We are asked to find all natural numbers $n$ for which we can paint the cells of a $2n \times 2n$ chessboard black and white such that:
- each pair of cells symmetric about the center of the board consists of two different colored cells;
- each row/column has exactly $n$ black and $n$ white cells.
Claim: the answer is all even $n$, because as I have observed
- for even $n$ we can paint the upper half of the board in a standard way and then reflect it about the center of the board and that (hopefully) will get us the right coloring. I need help proving the construction works for even $n$.

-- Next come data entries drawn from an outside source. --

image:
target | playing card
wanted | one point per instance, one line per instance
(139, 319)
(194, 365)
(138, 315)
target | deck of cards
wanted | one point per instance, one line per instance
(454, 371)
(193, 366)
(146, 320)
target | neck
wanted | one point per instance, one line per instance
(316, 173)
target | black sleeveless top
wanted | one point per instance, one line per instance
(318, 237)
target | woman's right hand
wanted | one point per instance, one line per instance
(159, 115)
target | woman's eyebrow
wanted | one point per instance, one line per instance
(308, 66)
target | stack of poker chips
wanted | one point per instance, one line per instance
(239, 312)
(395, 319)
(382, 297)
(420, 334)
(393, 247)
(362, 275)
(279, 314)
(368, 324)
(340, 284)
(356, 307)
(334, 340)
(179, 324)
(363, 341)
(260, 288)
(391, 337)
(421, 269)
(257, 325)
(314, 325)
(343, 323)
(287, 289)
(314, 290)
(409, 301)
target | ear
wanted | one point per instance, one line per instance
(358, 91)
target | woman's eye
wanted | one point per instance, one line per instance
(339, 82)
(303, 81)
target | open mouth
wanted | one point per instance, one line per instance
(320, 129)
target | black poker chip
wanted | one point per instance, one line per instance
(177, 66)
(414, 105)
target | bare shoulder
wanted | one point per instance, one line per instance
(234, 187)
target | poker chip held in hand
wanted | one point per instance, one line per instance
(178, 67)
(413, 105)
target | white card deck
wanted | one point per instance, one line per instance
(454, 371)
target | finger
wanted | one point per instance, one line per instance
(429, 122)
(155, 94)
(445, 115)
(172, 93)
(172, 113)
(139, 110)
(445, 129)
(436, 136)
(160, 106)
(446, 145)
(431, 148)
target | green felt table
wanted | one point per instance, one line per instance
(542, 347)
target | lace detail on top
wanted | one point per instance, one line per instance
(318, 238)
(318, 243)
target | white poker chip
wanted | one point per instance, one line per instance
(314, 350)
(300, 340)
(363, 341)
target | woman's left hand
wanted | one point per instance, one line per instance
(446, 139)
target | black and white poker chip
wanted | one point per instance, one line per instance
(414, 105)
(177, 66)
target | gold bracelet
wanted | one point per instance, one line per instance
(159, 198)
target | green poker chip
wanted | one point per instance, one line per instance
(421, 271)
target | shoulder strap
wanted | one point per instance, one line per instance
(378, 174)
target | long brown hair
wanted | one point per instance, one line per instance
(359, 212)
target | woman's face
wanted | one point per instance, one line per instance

- for odd $n$ this construction fails, however it gives us a hint, because if we say we have $k_1$ black cells in the upper half of the first column and $k_{2n}$ black cells in the upper half of the last column then by symmetry $k_1 + (n - k_{2n}) = n$, so $k_1 = k_{2n}$, but this is impossible as by symmetry $k_1 = n - k_{2n}$. Is it sufficient?
To prove it is impossible for odd $n$, let $q_1,q_2,q_3$ and $q_4$ be the number of black squares in each quadrant of the board, with the indices chosen so $q_{i+1}$ and $q_i$ refer to adjacent quadrants, for each $i\in \{1,2,3\}$. The conditions on row sums and column sums imply $$ q_1+q_2=q_2+q_3=q_3+q_4=q_4+q_1=n^2 $$ Furthermore, the symmetry condition implies $$ q_1+q_3=q_2+q_4=n^2 $$ These equations combine to prove that each $q_i=n^2/2$, which is a contradiction.